Árduo defensor do capitalismo, o economista italiano Luigi Zingales afirma que para o sistema funcionar bem é preciso ter mercados competitivos e lutar contra a corrupção. Ele diz que os Estados Unidos, antes uma economia de livre mercado, têm cedido cada vez mais a interesses particulares. “Os Estados Unidos estão se tornando mais e mais como países em desenvolvimento, como o Brasil, em que pequenas elites comandam o país e o capitalismo é muito distorcido.”

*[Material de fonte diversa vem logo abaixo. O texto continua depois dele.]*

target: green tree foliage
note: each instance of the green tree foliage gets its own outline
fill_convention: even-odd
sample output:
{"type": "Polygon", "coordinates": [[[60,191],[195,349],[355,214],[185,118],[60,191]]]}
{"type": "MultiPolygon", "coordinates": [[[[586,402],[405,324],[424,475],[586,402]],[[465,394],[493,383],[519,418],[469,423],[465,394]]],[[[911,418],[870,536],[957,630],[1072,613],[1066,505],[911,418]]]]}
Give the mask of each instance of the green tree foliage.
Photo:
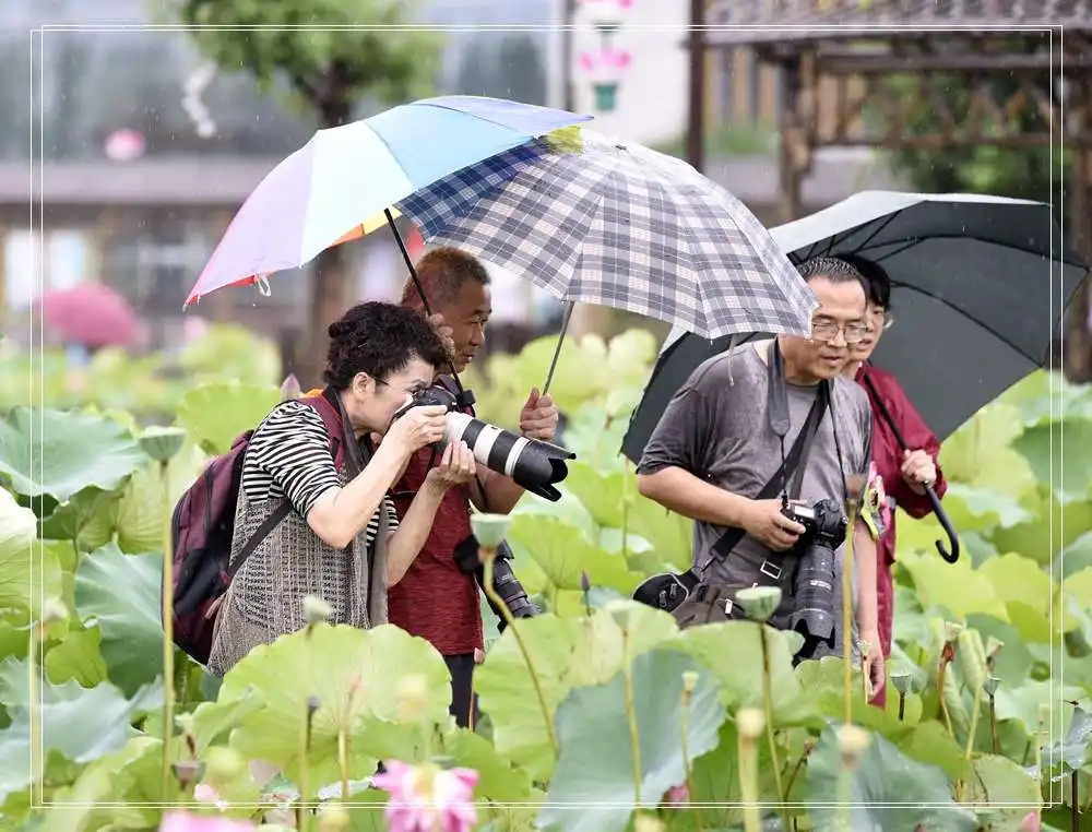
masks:
{"type": "MultiPolygon", "coordinates": [[[[177,0],[179,19],[225,70],[246,69],[263,87],[284,78],[320,128],[353,119],[361,102],[396,105],[427,96],[439,63],[431,32],[413,22],[413,3],[395,0],[177,0]],[[265,27],[265,28],[261,28],[265,27]],[[341,28],[339,28],[341,27],[341,28]]],[[[325,328],[348,304],[344,252],[316,261],[306,383],[318,383],[325,328]]]]}

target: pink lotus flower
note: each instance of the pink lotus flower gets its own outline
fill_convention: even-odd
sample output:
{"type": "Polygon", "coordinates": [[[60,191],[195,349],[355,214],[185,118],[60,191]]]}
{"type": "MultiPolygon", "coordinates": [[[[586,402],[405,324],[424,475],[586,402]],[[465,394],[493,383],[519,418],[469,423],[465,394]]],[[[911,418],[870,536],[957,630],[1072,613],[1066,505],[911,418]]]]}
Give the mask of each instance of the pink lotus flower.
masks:
{"type": "Polygon", "coordinates": [[[171,811],[163,816],[159,832],[253,832],[257,827],[230,818],[202,818],[185,811],[171,811]]]}
{"type": "Polygon", "coordinates": [[[592,52],[581,52],[580,54],[580,68],[584,72],[595,72],[610,70],[624,70],[629,67],[632,56],[622,50],[614,49],[612,47],[606,47],[600,50],[598,55],[592,52]]]}
{"type": "Polygon", "coordinates": [[[376,788],[390,793],[387,824],[390,832],[470,832],[477,821],[473,769],[407,765],[392,760],[387,771],[371,778],[376,788]]]}

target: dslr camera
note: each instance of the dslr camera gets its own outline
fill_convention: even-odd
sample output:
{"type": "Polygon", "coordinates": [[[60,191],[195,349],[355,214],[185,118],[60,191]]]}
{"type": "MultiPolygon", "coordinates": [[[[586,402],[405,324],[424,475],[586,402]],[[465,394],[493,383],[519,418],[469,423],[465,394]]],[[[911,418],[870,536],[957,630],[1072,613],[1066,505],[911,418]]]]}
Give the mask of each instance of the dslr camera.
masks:
{"type": "Polygon", "coordinates": [[[450,442],[466,442],[474,459],[490,471],[511,477],[525,490],[550,502],[561,499],[556,486],[569,476],[566,463],[577,459],[577,454],[553,442],[527,439],[461,413],[459,396],[439,384],[417,391],[394,418],[401,418],[413,407],[437,405],[448,408],[448,428],[439,448],[450,442]]]}
{"type": "Polygon", "coordinates": [[[841,504],[831,499],[811,506],[790,503],[782,514],[805,530],[796,542],[799,555],[793,575],[796,606],[788,628],[804,637],[798,655],[818,657],[823,646],[828,651],[834,649],[834,559],[839,547],[845,543],[848,521],[841,504]]]}

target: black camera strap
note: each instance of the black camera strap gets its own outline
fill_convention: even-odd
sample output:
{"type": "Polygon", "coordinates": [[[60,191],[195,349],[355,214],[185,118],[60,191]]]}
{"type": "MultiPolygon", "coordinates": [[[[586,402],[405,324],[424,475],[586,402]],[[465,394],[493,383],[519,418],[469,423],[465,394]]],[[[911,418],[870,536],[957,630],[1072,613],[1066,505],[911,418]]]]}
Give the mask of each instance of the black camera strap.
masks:
{"type": "MultiPolygon", "coordinates": [[[[767,418],[774,435],[782,442],[784,449],[785,436],[791,426],[788,413],[788,394],[785,389],[784,365],[782,362],[781,349],[776,340],[770,346],[768,365],[768,391],[767,391],[767,418]]],[[[755,496],[756,500],[772,500],[782,490],[791,498],[799,497],[800,487],[804,483],[804,472],[807,467],[807,459],[815,443],[815,438],[819,432],[819,425],[830,406],[830,382],[820,381],[816,390],[816,400],[808,411],[807,419],[796,435],[792,450],[787,456],[783,456],[781,465],[773,472],[769,482],[755,496]],[[792,482],[788,478],[792,477],[792,482]]],[[[739,542],[747,533],[743,528],[732,527],[727,530],[721,538],[713,544],[710,555],[713,558],[723,559],[732,554],[732,550],[739,545],[739,542]]],[[[707,563],[708,566],[708,563],[707,563]]],[[[693,572],[693,570],[688,570],[693,572]]],[[[695,575],[697,578],[697,575],[695,575]]],[[[688,591],[691,587],[687,587],[688,591]]]]}

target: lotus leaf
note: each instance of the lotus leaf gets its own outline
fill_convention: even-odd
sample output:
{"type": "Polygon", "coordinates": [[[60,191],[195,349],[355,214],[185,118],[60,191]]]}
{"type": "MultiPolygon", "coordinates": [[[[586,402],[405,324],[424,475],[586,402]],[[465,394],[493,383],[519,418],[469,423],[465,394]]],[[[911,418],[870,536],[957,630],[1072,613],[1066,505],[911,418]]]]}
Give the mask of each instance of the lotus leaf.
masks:
{"type": "Polygon", "coordinates": [[[28,497],[111,491],[146,460],[128,430],[102,416],[14,407],[0,419],[0,472],[28,497]]]}
{"type": "Polygon", "coordinates": [[[332,783],[340,780],[339,733],[349,740],[354,772],[373,771],[376,751],[393,750],[390,734],[373,738],[365,729],[368,718],[390,724],[402,746],[419,740],[420,726],[399,718],[397,679],[414,675],[425,680],[424,720],[446,723],[450,676],[426,641],[391,625],[370,630],[316,625],[310,634],[292,633],[253,650],[224,677],[218,701],[238,701],[248,688],[261,697],[263,708],[240,721],[232,745],[297,780],[307,703],[316,698],[309,776],[314,784],[332,783]],[[383,748],[377,747],[380,739],[383,748]]]}
{"type": "Polygon", "coordinates": [[[633,807],[654,807],[668,788],[685,782],[684,725],[689,760],[716,747],[726,712],[712,675],[698,662],[654,650],[633,658],[630,673],[637,749],[622,673],[605,685],[573,690],[558,709],[560,757],[538,819],[544,829],[621,832],[633,807]],[[685,723],[684,673],[698,675],[685,723]]]}
{"type": "Polygon", "coordinates": [[[956,805],[945,773],[914,762],[883,737],[871,735],[852,772],[843,773],[836,726],[827,728],[808,757],[808,815],[818,829],[839,828],[844,811],[852,832],[927,829],[975,832],[972,812],[956,805]],[[840,781],[846,777],[846,787],[840,781]],[[852,804],[841,809],[839,804],[852,804]]]}
{"type": "Polygon", "coordinates": [[[178,424],[210,454],[227,453],[239,433],[252,430],[281,401],[272,385],[221,381],[193,388],[178,404],[178,424]]]}
{"type": "MultiPolygon", "coordinates": [[[[25,676],[26,665],[21,664],[25,676]]],[[[10,668],[5,662],[5,676],[10,668]]],[[[130,724],[158,708],[163,696],[158,684],[141,688],[131,699],[109,682],[82,688],[74,680],[52,685],[43,679],[39,690],[43,748],[73,763],[88,763],[122,748],[133,734],[130,724]]],[[[25,704],[9,703],[8,709],[12,723],[0,732],[0,801],[31,783],[31,713],[25,704]]]]}
{"type": "Polygon", "coordinates": [[[111,543],[76,571],[76,610],[98,626],[110,681],[126,692],[163,674],[162,563],[159,555],[122,555],[111,543]]]}

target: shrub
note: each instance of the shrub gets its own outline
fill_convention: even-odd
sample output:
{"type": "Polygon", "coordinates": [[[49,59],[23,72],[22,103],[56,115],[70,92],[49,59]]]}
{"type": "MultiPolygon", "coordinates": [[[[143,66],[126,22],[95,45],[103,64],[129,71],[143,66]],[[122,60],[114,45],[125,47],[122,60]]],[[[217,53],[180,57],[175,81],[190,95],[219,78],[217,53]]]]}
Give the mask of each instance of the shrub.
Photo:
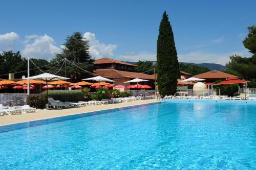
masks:
{"type": "Polygon", "coordinates": [[[27,98],[28,105],[36,109],[42,109],[45,108],[47,104],[47,100],[45,96],[41,94],[30,94],[27,98]]]}
{"type": "Polygon", "coordinates": [[[90,88],[84,87],[79,89],[83,93],[83,101],[89,101],[92,99],[92,96],[90,93],[91,89],[90,88]]]}
{"type": "Polygon", "coordinates": [[[112,89],[110,93],[113,95],[112,98],[118,98],[120,96],[120,90],[118,89],[112,89]]]}
{"type": "MultiPolygon", "coordinates": [[[[46,91],[42,92],[41,94],[46,98],[46,91]]],[[[79,90],[48,90],[48,98],[52,98],[55,100],[59,100],[61,102],[74,102],[83,101],[84,99],[83,92],[79,90]]]]}
{"type": "Polygon", "coordinates": [[[94,100],[101,100],[103,99],[110,99],[112,96],[108,88],[100,88],[99,90],[98,89],[96,89],[96,93],[92,96],[92,98],[94,100]]]}
{"type": "MultiPolygon", "coordinates": [[[[217,84],[221,81],[217,81],[215,82],[215,84],[217,84]]],[[[228,96],[230,96],[238,94],[238,84],[237,84],[217,85],[216,87],[217,95],[219,95],[219,90],[221,92],[220,95],[227,95],[228,96]]]]}
{"type": "Polygon", "coordinates": [[[132,96],[132,94],[127,91],[123,91],[120,93],[120,95],[121,98],[127,98],[132,96]]]}

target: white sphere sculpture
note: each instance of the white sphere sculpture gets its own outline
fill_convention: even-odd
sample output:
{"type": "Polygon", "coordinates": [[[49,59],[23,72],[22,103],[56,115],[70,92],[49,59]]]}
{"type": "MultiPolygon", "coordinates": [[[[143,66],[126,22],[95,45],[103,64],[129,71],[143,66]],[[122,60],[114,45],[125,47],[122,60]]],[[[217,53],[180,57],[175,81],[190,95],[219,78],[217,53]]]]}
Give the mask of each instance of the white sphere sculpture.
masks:
{"type": "Polygon", "coordinates": [[[205,84],[201,82],[197,83],[193,86],[194,93],[198,95],[204,95],[205,92],[204,90],[206,89],[207,87],[205,84]]]}

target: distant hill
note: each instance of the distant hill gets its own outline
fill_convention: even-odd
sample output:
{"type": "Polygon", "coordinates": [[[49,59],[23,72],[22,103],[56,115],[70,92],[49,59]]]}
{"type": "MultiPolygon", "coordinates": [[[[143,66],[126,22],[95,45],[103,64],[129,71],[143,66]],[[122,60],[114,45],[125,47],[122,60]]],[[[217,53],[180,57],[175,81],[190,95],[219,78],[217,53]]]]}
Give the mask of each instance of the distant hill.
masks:
{"type": "MultiPolygon", "coordinates": [[[[130,61],[124,61],[129,63],[131,63],[131,64],[135,64],[135,62],[130,62],[130,61]]],[[[152,61],[152,62],[156,62],[156,61],[152,61]]],[[[200,63],[200,64],[197,64],[197,63],[185,63],[185,62],[180,62],[180,63],[182,63],[182,64],[189,64],[191,65],[198,65],[202,67],[205,67],[206,68],[208,68],[208,69],[210,70],[214,70],[214,69],[216,69],[217,70],[221,70],[223,69],[225,69],[226,68],[226,67],[225,65],[223,65],[221,64],[215,64],[215,63],[200,63]]]]}
{"type": "Polygon", "coordinates": [[[180,63],[189,64],[191,65],[198,65],[198,66],[208,68],[210,70],[216,69],[217,70],[221,70],[225,69],[226,68],[226,67],[224,65],[222,65],[221,64],[215,64],[215,63],[196,64],[196,63],[183,63],[183,62],[181,62],[180,63]]]}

Zingales vem ao Brasil na semana que vem para lançar a edição brasileira de Um capitalismo para o povo: reencontrando a chave da prosperidade americana (BEI Editora), com debates no Insper, em São Paulo, e na PUC-Rio. No livro, denuncia o chamado capitalismo de compadrio, até então mais comum no Sul da Europa e na América Latina – quando as regras são mudadas para atender a determinados interesses. A corrupção, segundo ele, é a forma mais extrema de compadrio.
Do que se trata o capitalismo para o povo?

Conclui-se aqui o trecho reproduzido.